Anzitutto i personaggi e gli obiettivi che si proponevano. Mettendo in chiaro questi due elementi sapremo che cosa è stato il Risorgimento, se sia un fenomeno storico da tempo concluso e archiviato oppure ancora vitale per i sentimenti che lo suscitarono e che sono tuttora operanti.
Il grosso della popolazione che abitava l´Italia di allora era composto da contadini. Dovunque, dalle Alpi alla grande pianura dove scorrono il Po e i suoi affluenti, alla dorsuta catena degli Appennini fino al tacco delle Puglie e alla punta delle Calabrie, alle isole di Sicilia e Sardegna.

Contadini braccianti che lavoravano novanta giorni l´anno e si sfamavano con un tozzo di pane, cipolle, fagioli, polenta, cetrioli e peperoni. Il resto dell´anno vivevano in tuguri e borghi arrampicati, spesso malarici, dispersi nei latifondi dei padroni.

Parlavano i loro dialetti, lingue incomprensibili al di fuori del loro circondario. «Una d´arme, di lingua, di altare» scrisse Manzoni, ma non era vero né per le armi (salvo il coltello) né per la lingua. Per l´altare sì, era vero, ma ogni paese aveva i suoi santi, le sue liturgie, le sue superstizioni, i suoi dei locali, invidiosi degli altri.
I contadini erano a loro modo un popolo per il fatto stesso di lavorare la terra con la pala, la zappa e il chiodo dell´aratro, ma questo era il solo elemento comune.
L´Italia era per loro parola sconosciuta.

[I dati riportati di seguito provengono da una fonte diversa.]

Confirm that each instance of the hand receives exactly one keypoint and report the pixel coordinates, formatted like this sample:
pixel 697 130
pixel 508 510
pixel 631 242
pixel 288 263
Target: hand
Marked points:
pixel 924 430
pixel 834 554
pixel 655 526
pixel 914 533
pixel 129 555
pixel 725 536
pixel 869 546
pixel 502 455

Nelle città era diverso. C´erano tradizioni civili e c´era una storia comune; mille comuni, mille storie. C´erano commerci, contatti con altri paesi e c´era, al di là del dialetto, una seconda lingua, una lingua “franca”, quella di Dante, dei poeti, degli scrittori, dei maestri di scuola, dei giornali. C´era insomma una pubblica opinione.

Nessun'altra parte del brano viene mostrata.